With Coronavirus anxiety running high, it’s understandable that we do everything we can to think ahead, plan, analyze the facts, etc. But when our head-based fight-flight-freeze reactivity gets the best of us, it’s much harder to stay grounded, think clearly, respond with care, and sleep well at night. 

What can we do?

My recommendation:  Mindfulness.

The founder of Mindfulness-Based Stress Reduction (MBSR) defines mindfulness as follows:

“Mindfulness means paying attention in a particular way; On purpose, in the present moment, and nonjudgmentally.”

-Jon Kabat-Zinn

So mindfulness has two main components:

  • Present moment awareness
  • Attitude of non-judgmental curiosity

To put it simply, when thoughts and emotions arrive in your mind, but you let them pass without getting carried away, you’re in mindfulness. It means you are paying attention to, and conscious of, what’s happening around you and inside you.

In some cases, we do need to withdraw from certain situations to see things more clearly, and in some moments it can be helpful to engage our mental facilities to help understand the situation at large; however, more often than not we revert to these habitual ways of being in order to suppress, avoid, or distract ourselves from the present moment.

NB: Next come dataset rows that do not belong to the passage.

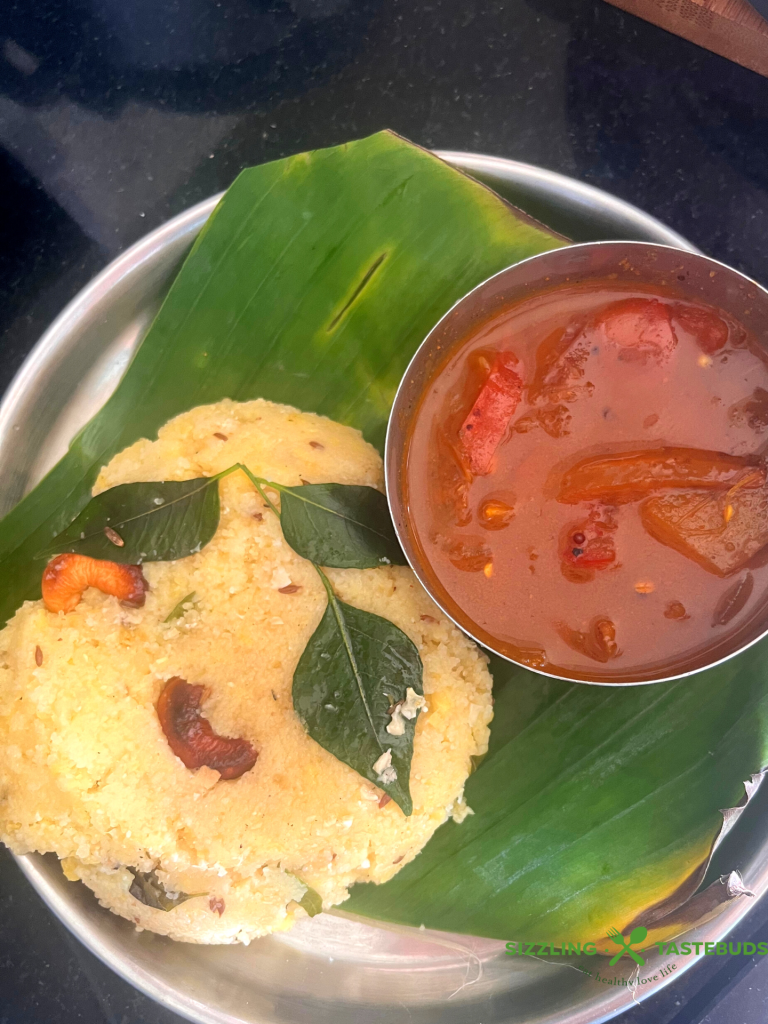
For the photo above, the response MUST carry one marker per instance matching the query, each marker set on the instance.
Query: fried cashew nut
(190, 736)
(67, 577)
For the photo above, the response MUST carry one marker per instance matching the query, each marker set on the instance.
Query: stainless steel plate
(331, 968)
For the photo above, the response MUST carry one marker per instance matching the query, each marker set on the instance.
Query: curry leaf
(144, 522)
(179, 609)
(147, 889)
(352, 672)
(340, 525)
(311, 901)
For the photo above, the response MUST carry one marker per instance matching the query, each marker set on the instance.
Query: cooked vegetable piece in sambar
(629, 476)
(585, 474)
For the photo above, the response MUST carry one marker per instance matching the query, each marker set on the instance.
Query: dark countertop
(117, 114)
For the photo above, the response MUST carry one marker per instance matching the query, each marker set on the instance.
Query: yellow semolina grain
(86, 771)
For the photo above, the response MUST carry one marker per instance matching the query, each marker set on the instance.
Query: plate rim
(186, 225)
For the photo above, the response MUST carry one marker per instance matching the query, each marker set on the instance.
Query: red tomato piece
(710, 331)
(641, 326)
(492, 414)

Mindfulness has many benefits that are scientifically validated:

  • Develop greater self-awareness: learn to adapt and respond to complex situations we encounter.
  • Develop emotional intelligence and interpersonal skills: by listening to ourselves and others, we communicate better and cultivate relationships that are more respectful of each other.
  • Become more responsible for our physical and mental health: having gained in comfort and confidence, we give the best of ourselves in our personal and professional lives.
  • Improve memory and concentration abilities
  • Develop self-confidence and creativity: more attentive to our intuitions, we can respond better to the daily challenges of life.

It is said that exceptional situations require exceptional resources, in times of uncertainty such as the one we are currently experiencing, mindfulness can be key to increasing resilience and reducing anxiety levels.
So what should we do right now?

My practical advice: Start small, take 1 to 5 minutes every day to practice slowing down, feeling the body, breathing more fully, letting go of thoughts, and returning to the present moment with gratitude and acceptance.